The Agreement on Monitoring of the Management of Arms and Armies (AMMAA) signed by the Nepalese government of Nepal and the Maoists sets out criteria for the definition of "Maoist army combatants", the UNMIN statement said.
There are only two conditions of eligibility - joining up before May 25, 2006 and having been born before May 25, 1988.
"The government and CPN-Maoist decided that possession of a weapon was not a criterion for eligibility. Presentation of a Maoist army identity card was required to demonstrate service," the statement said.
"UN teams verified the eligibility of the registrants through detailed individual interviews conducted in confidence. The teams referred cases raising any doubts for higher-level review," the statement said.
According to the UN mission, 2,973 combatants were minors born after May 25, 1988 and another 1,035 were disqualified. Another 8,640 registered individuals did not present themselves for the verification process and were thus disqualified.

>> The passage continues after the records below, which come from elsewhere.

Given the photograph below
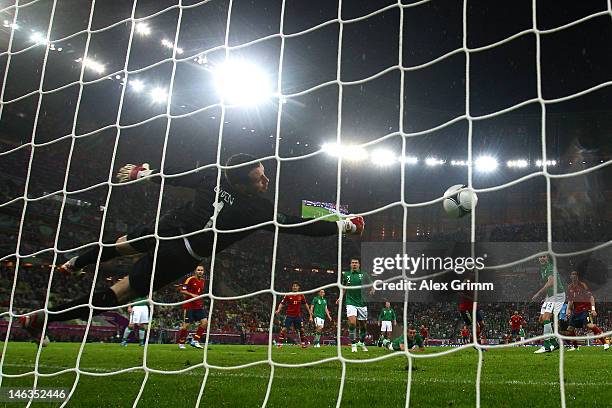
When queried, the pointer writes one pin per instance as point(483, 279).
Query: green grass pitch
point(511, 377)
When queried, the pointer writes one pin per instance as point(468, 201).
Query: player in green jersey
point(414, 342)
point(139, 315)
point(319, 310)
point(555, 298)
point(356, 307)
point(387, 319)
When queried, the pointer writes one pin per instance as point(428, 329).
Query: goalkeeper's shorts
point(173, 262)
point(148, 244)
point(581, 320)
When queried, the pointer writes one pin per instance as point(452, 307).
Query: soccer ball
point(459, 204)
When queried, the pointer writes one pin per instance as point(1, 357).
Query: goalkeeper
point(240, 205)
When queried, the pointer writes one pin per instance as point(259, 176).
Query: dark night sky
point(572, 60)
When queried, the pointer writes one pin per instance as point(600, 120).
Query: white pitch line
point(358, 379)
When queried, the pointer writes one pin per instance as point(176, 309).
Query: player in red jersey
point(465, 335)
point(515, 322)
point(424, 332)
point(581, 308)
point(193, 311)
point(293, 316)
point(466, 302)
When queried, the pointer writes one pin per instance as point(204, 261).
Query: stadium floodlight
point(521, 163)
point(92, 64)
point(408, 160)
point(169, 44)
point(8, 24)
point(486, 164)
point(347, 152)
point(143, 29)
point(158, 95)
point(432, 161)
point(137, 85)
point(459, 163)
point(38, 38)
point(383, 157)
point(548, 163)
point(240, 82)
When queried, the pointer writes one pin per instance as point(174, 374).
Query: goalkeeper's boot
point(195, 344)
point(544, 349)
point(68, 268)
point(33, 324)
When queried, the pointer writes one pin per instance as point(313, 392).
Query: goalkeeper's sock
point(126, 333)
point(182, 336)
point(596, 330)
point(547, 331)
point(102, 298)
point(199, 333)
point(91, 256)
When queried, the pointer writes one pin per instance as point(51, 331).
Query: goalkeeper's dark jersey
point(234, 211)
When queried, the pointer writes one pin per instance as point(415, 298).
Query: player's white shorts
point(385, 325)
point(553, 304)
point(139, 315)
point(360, 312)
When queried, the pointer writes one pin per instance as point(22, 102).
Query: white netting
point(48, 42)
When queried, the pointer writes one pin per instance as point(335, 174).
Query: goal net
point(353, 108)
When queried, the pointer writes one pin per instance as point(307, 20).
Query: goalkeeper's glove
point(353, 225)
point(131, 172)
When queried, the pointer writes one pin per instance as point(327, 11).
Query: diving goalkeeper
point(240, 205)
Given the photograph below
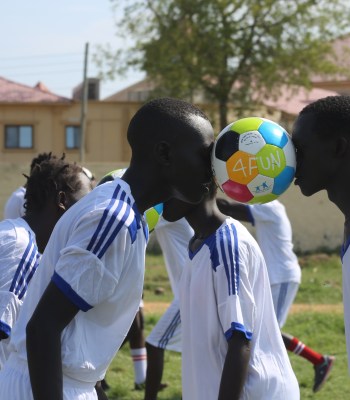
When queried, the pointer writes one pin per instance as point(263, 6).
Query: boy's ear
point(162, 152)
point(342, 147)
point(61, 200)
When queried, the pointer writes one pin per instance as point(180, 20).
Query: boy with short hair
point(231, 343)
point(85, 297)
point(321, 136)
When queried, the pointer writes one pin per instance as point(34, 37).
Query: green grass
point(324, 332)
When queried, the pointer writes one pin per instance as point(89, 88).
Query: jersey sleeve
point(88, 275)
point(10, 306)
point(235, 298)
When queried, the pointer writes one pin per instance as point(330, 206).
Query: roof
point(12, 92)
point(130, 92)
point(292, 100)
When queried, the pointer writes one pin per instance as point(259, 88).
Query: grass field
point(316, 318)
point(321, 327)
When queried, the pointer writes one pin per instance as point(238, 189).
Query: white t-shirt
point(14, 207)
point(173, 238)
point(96, 257)
point(19, 260)
point(225, 287)
point(345, 257)
point(274, 235)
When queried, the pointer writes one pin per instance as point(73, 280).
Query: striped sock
point(139, 359)
point(299, 348)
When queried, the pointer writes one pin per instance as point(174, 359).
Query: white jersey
point(96, 257)
point(14, 207)
point(345, 257)
point(274, 235)
point(173, 238)
point(19, 260)
point(225, 287)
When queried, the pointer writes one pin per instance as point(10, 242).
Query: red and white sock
point(139, 359)
point(299, 348)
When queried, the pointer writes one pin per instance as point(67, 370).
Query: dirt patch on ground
point(160, 307)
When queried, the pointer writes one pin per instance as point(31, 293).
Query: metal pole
point(84, 107)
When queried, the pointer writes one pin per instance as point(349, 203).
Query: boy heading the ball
point(86, 294)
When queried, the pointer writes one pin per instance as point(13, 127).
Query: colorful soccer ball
point(152, 214)
point(253, 160)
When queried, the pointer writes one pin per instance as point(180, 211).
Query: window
point(18, 136)
point(72, 137)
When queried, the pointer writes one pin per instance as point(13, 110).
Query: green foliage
point(212, 46)
point(322, 331)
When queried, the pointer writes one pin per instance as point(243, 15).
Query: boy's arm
point(52, 314)
point(235, 368)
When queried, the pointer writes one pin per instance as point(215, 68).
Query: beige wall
point(106, 127)
point(316, 222)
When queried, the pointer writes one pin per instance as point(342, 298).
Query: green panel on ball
point(246, 124)
point(152, 216)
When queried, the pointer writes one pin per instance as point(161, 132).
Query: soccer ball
point(152, 214)
point(253, 160)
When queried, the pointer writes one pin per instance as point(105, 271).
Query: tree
point(233, 51)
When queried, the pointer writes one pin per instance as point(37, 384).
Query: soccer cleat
point(140, 386)
point(105, 385)
point(322, 371)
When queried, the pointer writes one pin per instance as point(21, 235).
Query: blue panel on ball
point(273, 134)
point(227, 145)
point(159, 208)
point(283, 180)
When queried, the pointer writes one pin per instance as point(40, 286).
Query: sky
point(45, 40)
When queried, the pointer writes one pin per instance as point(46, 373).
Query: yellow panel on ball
point(242, 167)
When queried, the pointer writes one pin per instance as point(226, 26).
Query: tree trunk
point(223, 113)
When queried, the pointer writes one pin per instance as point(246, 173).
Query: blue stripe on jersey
point(235, 326)
point(344, 248)
point(109, 226)
point(104, 217)
point(5, 328)
point(26, 268)
point(70, 293)
point(226, 252)
point(250, 215)
point(169, 332)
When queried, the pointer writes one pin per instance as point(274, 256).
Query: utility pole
point(84, 107)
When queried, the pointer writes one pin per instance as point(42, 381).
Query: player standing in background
point(229, 327)
point(82, 301)
point(274, 236)
point(173, 238)
point(14, 206)
point(53, 186)
point(321, 136)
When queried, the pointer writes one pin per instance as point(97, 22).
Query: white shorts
point(15, 383)
point(167, 332)
point(283, 295)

After two rounds of verification, 19,602 Maoists passed which made them eligible for integration into the country's armed forces.
However, with the release of the tape, the integration of former Maoist combatants has been affected.
Earlier this month, Prachanda, the Maoist chief, resigned as prime minister, bringing down his eight-month-old government over a power struggle with the president.
The resignation came after President Ram Baran Yadav rejected the government's decision to sack the army chief Rukmangad Katuwal and reinstated him.
The government charged Katuwal with insubordination, accusing him of not following orders.
However, political analysts say the real reason could be Katuwal's opposition to the integration of Maoist fighters into the army, saying politically indoctrinated Maoist cadres would be bad for the professional army.